= Chenoo =

Creatures of Algonquin folklore

The Chenoo are mythological creatures or evil spirits from Algonquin folklore, generally seen as cannibalistic ice giants, comparable to that of the Wendigo.

== Folklore ==

=== Description ===
Chenoo are generally described as larger than the average man, getting bigger the hungrier they are. They have sharp fangs which stand out due to their lips having been chewed off. Chenoo used to be human, being corrupted by dark magic and cursed to eat people's flesh. Their bodies become excruciatingly warm, forcing them to live out in the snow.
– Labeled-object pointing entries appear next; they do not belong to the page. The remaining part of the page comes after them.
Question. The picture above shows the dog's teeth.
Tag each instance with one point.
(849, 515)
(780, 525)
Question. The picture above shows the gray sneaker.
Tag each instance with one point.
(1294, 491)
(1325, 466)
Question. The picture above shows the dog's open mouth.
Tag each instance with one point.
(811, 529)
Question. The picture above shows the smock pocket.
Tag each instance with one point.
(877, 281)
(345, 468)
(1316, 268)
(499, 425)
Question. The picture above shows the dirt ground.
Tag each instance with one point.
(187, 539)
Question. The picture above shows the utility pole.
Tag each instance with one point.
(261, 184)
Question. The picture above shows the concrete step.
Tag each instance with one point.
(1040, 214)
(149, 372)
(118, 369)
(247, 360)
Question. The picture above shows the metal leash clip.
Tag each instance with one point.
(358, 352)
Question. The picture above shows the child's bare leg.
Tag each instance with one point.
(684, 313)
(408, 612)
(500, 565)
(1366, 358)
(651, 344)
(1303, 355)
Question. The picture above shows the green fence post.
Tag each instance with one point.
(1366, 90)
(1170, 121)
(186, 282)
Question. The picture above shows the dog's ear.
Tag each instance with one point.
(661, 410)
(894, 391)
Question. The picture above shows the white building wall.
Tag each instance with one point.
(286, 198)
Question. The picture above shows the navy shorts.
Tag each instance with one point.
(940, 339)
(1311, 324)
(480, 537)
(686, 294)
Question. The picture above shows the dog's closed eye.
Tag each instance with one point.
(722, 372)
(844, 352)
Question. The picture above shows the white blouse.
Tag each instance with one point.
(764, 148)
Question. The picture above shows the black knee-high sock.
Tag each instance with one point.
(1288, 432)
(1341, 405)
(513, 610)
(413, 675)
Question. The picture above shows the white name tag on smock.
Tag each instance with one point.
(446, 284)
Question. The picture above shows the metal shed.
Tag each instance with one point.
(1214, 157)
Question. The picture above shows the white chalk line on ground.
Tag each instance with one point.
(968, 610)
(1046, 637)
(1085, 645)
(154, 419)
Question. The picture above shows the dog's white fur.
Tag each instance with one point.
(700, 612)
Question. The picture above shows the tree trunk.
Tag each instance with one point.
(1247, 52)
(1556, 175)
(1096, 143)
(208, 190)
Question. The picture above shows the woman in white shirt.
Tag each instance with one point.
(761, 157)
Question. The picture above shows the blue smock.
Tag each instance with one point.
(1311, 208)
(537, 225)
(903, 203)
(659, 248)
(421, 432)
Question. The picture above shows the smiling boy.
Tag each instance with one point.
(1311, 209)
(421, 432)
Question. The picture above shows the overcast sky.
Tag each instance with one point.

Most stories take the point of view of the Chenoo rather than the humans.

Charles Godfrey Leland describes the Chenoo as having "something made of devil, man, and beast in their most dreadful forms. It was like a haggard old man, with wolfish eyes; he was stark naked; his shoulders and lips were gnawed away, as if, mad with hunger, he had eaten his own flesh" (233).

There are a few ways to kill a Chenoo, usually requiring doing so more than once. Some versions say the only way to ensure they are truly dead is to chop up their bodies into multiple pieces. There is no way of destroying the Chenoo except by destroying their icy heart, either by tricking them into eating salt or forcing them into eating so much that they throw it up.

=== Legends ===
Myth of the Chenoo and Kindness as Transformative

The Girl and The Chenoo tells of a sister and her brothers who happen upon Chenoo tracks in the woods. The brothers write it off as bear tracks, but the sister laid baskets of berries on a pile of bear skins. When the Chenoo showed up, the sister pretended to mistake it for her grandfather. Trying to keep up this illusion, it begins to do tasks for them such as chopping wood and hunting animals for meat. When the siblings decided to return to their tribe, the Chenoo asked them to build a sweat lodge for it. Inside, the Chenoo coughed up the icy lump and reverted to its human form.

Leland's 1884 Version

Charles Godfrey Leland's retells this story in his 1884 book The Algonquin Legends of New England: Or, Myths and Folk Lore of the Micmac, Passamaquoddy, Penobscot Tribes. In Leland's version, the Chenoo battles another Chenoo to protect the family. The attacking Chenoo is a female and more vicious and stronger than the male Chenoo. The male Chenoo wins with help from the humans. Leland also adds more importantly a Christian add on to the story. In this version, the Chenoo returns with the family, but is dying. A priest found the Chenoo "ignorant of all religion as a wild beast" (244). The Chenoo was first angry with the priest, but then he listened, and his heart changed, The Chenoo asked to be baptized. As the first tear which he ever shed came to his eyes, the old man/Chenoo died.

Myth of Chenoo Creation

The Girl-Chenoo tells of a woman who rejected a man's advances, causing the man to seek revenge by turning her into a Chenoo. She immediately notices the changes and forces her family to fire seven arrows into her heart, effectively ending the curse.